My Rating: 3/5
Date Read: 8 July 2017
Verdict: Brilliant premise, weak character development.
Vanja, an information assistant, is sent from her home city of Essre to the austere, wintry colony of Amatka with an assignment to collect intelligence for the government. Immediately she feels that something strange is going on: people act oddly in Amatka, and citizens are monitored for signs of subversion.
Intending to stay just a short while, Vanja falls in love with her housemate, Nina, and prolongs her visit. But when she stumbles on evidence of a growing threat to the colony, and a cover-up by its administration, she embarks on an investigation that puts her at tremendous risk.
In Karin Tidbeck’s world, everyone is suspect, no one is safe, and nothing—not even language, nor the very fabric of reality—can be taken for granted. Amatka is a beguiling and wholly original novel about freedom, love, and artistic creation by a captivating new voice.
That was weird. Seriously weird, but oddly fascinating, but with an ending I found unsatisfying. My thoughts are all over the place for this one, so here they are first in list formate and then a bit more elaborated.
Set in the not specified future on I assume different planet, this books reads very much like a classic dystopian novel in the style of Ray Bradbury or George Orwell. The main character, Vanja, arrives in Amatka with the order to do some kind of market research on hygiene products as commercial production has been legalized and her employer wants to know how to sell more stuff to this colony. As she falls in love with her housemate Nina, she decides to stay in this barren place even though things seem odd to her.

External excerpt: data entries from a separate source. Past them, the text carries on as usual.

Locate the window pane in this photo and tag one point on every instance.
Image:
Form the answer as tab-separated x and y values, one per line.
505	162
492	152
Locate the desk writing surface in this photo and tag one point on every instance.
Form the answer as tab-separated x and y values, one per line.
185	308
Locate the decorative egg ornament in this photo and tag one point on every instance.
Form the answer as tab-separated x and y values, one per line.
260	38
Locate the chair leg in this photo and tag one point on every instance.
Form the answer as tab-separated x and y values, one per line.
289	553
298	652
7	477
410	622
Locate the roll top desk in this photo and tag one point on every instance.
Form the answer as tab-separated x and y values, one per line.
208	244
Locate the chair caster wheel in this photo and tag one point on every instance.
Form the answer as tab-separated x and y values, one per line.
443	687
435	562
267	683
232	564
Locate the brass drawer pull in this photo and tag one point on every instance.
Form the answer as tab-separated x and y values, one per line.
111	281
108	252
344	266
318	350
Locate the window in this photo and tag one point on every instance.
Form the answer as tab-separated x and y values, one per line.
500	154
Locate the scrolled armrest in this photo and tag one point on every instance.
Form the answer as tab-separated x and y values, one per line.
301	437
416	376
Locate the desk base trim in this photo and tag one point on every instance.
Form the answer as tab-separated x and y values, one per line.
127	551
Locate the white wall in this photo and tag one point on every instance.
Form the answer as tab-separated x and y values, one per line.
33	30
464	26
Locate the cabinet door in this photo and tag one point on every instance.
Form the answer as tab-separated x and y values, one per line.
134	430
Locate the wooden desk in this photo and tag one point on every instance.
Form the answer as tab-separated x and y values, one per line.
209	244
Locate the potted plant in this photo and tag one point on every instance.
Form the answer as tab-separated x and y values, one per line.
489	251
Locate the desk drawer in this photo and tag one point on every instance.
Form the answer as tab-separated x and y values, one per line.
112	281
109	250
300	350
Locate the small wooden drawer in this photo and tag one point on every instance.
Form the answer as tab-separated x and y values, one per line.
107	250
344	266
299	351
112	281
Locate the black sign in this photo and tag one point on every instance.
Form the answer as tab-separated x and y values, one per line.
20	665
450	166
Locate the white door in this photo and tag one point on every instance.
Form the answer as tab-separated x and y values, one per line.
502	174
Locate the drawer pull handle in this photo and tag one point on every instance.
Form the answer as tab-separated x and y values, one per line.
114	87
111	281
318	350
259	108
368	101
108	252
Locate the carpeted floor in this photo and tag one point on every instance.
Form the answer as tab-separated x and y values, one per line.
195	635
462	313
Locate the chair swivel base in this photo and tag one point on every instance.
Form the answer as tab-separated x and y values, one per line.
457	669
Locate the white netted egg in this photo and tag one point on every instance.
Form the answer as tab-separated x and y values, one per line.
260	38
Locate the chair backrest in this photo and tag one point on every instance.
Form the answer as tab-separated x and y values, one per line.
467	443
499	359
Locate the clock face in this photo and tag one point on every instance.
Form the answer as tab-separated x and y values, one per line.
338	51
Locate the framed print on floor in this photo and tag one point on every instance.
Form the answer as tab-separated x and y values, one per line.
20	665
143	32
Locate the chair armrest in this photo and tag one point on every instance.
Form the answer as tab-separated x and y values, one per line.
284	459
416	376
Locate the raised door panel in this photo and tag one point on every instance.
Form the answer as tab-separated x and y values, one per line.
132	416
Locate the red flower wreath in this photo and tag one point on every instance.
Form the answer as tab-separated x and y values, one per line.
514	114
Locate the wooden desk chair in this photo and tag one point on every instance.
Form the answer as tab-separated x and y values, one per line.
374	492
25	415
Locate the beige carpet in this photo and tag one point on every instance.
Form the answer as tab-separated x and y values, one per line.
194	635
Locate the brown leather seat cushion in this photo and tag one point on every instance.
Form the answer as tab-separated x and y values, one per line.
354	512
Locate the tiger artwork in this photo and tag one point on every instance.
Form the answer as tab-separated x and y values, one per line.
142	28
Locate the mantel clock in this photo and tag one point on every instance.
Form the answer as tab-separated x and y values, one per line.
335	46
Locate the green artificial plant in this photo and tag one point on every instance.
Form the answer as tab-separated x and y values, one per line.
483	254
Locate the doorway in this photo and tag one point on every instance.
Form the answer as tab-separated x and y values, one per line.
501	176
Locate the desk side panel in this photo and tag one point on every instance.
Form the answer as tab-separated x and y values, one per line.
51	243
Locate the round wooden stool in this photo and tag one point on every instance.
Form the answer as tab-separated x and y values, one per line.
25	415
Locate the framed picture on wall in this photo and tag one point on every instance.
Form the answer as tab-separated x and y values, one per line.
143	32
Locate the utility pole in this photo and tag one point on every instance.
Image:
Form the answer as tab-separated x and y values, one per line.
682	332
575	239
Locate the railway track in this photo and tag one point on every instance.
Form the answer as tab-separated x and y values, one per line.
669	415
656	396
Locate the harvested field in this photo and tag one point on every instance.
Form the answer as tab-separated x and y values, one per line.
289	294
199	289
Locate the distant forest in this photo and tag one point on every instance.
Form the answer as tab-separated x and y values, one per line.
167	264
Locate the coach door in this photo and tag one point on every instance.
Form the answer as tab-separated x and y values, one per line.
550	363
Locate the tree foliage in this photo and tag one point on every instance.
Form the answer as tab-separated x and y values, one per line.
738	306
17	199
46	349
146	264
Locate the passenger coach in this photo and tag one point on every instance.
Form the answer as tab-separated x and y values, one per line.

The main premise is stunning in its originality (at least it is to me) – things have to be named repeatedly and be marked because otherwise they dissolve into some kind of goo: so a table has a sign saying “table”, doors are labeled “door” and so on. Citizens have to be constantly vigilant lest they lose important possessions. This makes for an interesting social structure where nothing is permanent and in reaction everything is rigid and unchanging. Karin Tidbeck uses this disorienting juxtaposition to paint a very vivid picture of the world she created. I absolutely adored this part.
The characters on the other hand never truly came alive for me. Their reactions are always left mostly unexplained and I had a hard time connecting with them. Especially the love story between Vanja and Nina made very little sense to me – and never understood what they liked about each other and what made Vanja especially abandon her previous life with hardly any second thoughts.
Ultimately, I think this book works best if you study it and analyse it and discuss it with others. There are so many layers that could be talked about and so much to think about, that a casual reading does not do it justice. As it stands, it kept me at arm’s length and I never felt fully engaged with the characters.
First sentence: “Brilars’ Vanja Essre Two, Informant assistant with the Essre Hygiene Specialists, was the only passenger on the auto train bound for Amatka.”
I received an arc of this book curtesy of NetGalley and Knopf Doubleday Publishing in exchange for an honest review. Thanks for that!